Question: Question about generate a mappability mask file for non-human species
0
gravatar for zhengchenfei
4 weeks ago by
zhengchenfei60
zhengchenfei60 wrote:

Dear All Recently, I'm learning how to generate a mask file for non-human species. So I followed the instruction on Heng Li's SNPable Regions website and I'm using human_b36_male.fa as an example. However, I have some issues when generating the mask file. When I check the final result file 'mask_35_50.fa', I found this result is incomplete. For example, chromosome 1 contains 4,120,830 lines in the reference file while only 117,740 lines remain in the final mask file. I have changed the version of bwa from 0.7.17 to 0. 5. 8, and re-index the reference file, but the same issues occurred. I have no idea what is wrong during generating. Would anybody please help me with that. Thank you for help

assembly • 78 views
ADD COMMENTlink written 4 weeks ago by zhengchenfei60

Can you calculate length of FASTA entries before and after masking, for example, for chromosome 1? Based on the documentation, applying the mask only changes the low mappability regions into lower cases, and the sequence length should stay same. Can you confirm this in your data?
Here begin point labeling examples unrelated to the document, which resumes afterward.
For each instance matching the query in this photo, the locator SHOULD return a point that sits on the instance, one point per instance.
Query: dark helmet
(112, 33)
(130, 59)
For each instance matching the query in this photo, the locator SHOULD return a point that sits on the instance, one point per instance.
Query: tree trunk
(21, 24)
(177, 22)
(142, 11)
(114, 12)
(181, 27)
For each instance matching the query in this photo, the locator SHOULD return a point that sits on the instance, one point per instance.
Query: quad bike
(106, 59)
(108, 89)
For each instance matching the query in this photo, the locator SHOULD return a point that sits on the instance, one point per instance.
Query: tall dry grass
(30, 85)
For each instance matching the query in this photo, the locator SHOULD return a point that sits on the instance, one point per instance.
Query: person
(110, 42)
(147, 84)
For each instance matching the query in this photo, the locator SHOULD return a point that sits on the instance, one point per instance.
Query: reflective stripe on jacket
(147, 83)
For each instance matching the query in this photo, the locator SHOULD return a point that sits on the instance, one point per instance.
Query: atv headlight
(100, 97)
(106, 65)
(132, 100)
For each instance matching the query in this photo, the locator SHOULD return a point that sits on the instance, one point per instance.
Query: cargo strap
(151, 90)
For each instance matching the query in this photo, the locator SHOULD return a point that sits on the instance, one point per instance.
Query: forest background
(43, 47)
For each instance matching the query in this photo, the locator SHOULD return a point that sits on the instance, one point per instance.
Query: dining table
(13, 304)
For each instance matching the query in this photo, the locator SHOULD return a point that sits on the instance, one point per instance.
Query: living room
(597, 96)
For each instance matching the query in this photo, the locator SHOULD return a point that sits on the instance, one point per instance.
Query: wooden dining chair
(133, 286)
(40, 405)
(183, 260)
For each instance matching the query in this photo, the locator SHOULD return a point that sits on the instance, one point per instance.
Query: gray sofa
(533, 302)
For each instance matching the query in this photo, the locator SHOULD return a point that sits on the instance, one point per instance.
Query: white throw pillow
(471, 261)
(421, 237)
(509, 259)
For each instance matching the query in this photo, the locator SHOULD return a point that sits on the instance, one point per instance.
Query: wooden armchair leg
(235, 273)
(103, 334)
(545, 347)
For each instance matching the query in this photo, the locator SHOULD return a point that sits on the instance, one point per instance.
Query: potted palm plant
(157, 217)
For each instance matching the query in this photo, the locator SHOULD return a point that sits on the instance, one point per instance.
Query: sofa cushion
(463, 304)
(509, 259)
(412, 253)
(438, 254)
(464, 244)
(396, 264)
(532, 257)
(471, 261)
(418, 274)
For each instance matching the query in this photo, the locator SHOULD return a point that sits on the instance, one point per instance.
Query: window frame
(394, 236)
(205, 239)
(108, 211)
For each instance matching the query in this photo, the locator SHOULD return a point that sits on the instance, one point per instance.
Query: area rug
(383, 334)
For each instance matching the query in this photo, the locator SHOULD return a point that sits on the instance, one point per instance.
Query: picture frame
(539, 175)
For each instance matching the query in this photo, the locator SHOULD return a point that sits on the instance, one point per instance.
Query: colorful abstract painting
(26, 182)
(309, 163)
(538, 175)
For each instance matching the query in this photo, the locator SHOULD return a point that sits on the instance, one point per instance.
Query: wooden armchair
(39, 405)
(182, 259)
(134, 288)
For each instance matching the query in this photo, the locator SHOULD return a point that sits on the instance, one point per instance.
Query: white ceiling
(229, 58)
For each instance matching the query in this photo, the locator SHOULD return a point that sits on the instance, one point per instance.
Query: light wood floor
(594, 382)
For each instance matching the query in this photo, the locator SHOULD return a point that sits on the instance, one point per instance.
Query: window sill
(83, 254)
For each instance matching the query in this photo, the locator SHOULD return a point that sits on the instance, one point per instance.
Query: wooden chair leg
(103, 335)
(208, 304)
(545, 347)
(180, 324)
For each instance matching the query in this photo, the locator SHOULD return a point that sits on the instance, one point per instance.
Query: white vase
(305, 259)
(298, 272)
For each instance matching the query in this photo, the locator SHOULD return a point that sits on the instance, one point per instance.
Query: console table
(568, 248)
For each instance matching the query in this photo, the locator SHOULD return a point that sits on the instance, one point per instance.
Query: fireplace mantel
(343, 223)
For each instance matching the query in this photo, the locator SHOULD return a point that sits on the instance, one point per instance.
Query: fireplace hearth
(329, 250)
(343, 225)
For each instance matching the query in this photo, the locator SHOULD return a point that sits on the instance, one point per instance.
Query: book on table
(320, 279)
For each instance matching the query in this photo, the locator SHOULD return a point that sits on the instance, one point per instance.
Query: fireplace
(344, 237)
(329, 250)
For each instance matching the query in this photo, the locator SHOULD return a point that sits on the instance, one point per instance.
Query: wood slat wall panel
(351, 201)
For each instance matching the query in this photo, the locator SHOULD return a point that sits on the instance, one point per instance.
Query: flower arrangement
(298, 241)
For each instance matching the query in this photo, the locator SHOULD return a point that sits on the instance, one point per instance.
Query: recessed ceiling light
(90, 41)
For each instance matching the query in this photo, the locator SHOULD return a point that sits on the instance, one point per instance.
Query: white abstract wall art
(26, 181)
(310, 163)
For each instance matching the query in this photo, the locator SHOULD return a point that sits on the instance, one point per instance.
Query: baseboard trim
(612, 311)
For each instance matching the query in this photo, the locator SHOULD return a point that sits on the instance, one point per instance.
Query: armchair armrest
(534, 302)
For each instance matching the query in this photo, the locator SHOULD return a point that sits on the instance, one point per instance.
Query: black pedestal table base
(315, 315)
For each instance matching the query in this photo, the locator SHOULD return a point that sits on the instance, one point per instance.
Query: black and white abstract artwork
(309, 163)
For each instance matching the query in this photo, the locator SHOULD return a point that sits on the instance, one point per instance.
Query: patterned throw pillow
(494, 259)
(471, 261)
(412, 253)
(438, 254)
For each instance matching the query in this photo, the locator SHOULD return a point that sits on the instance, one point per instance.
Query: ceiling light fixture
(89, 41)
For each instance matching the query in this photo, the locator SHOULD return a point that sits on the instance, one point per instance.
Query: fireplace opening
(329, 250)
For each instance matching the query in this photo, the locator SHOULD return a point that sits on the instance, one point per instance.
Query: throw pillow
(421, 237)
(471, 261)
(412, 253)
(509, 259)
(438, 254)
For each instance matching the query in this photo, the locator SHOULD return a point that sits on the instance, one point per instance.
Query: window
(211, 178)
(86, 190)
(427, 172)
ADD REPLYlink written 4 weeks ago by Vitis2.2k

Hi Vitis, I have confirmed the length of FASTA entries. The sequence length is shorter after masking. For chromosome 1, there are 247,249,800 characters, while only 4,120,900 characters remain after masking. I assumed there are some issues during mapping shorter read against the reference fasta file, but I don't know what is it since there is no error report and the masking process could be performed successfully. Thank you for your advice

ADD REPLYlink written 4 weeks ago by zhengchenfei60

Can you a make a reproducible case and report to SNPable regions or raise a possible issue? Without the exact same data and a reproducible example it will be hard to figure out what went wrong.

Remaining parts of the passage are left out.